American businessman (1928–2004)

John Burlingame Whyte (May 22, 1928 – March 22, 2004) was an American model and real estate entrepreneur who developed Fire Island Pines, New York.

==Biography==
Whyte was born in Milwaukee, Wisconsin and attended Washington University in St. Louis for two years before moving to New York City.

In the 1960s, Whyte bought the rebuilt Botel Pines and Dunes Yacht Club in Fire Island Pines. He bought the property after a May 31, 1959, fire destroyed the entire complex. Whyte encouraged the community's reputation as a gay destination. In 1967, artist Joseph Glasco spent the early part of the summer on Fire Island with Whyte. Whyte later became a collector of Glasco’s paintings. The Botel, which was known as The Hotel Ciel from 2004 - 2012, is still the central landmark and only hotel in the Pines.

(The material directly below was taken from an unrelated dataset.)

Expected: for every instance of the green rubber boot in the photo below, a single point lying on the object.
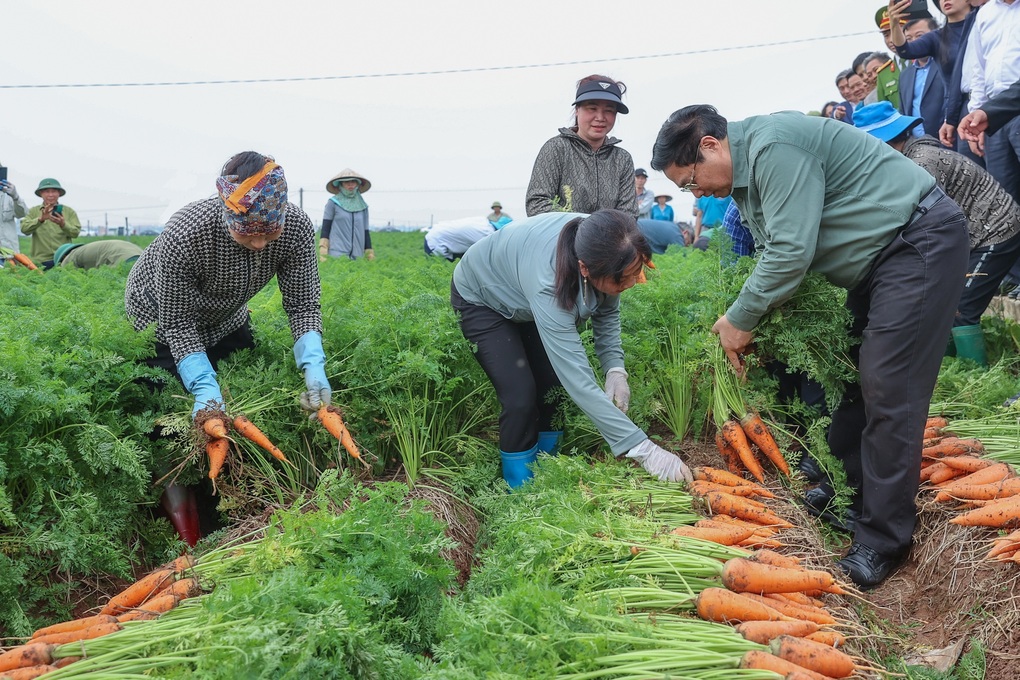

He co-founded The Pines Conservation Society in 1970. In 1984, he founded From the Pines With Love which recruited celebrities to perform at fundraisers for AIDS research. In 2002, the Fire Island Pines Community House was named Whyte Hall. Shortly before his death in 2004, Whyte sold his Fire Island Pines properties. Funded largely by his estate, a completely reconstructed Whyte Hall was completed during 2007.

Whyte died on March 22, 2004, at the age of 75.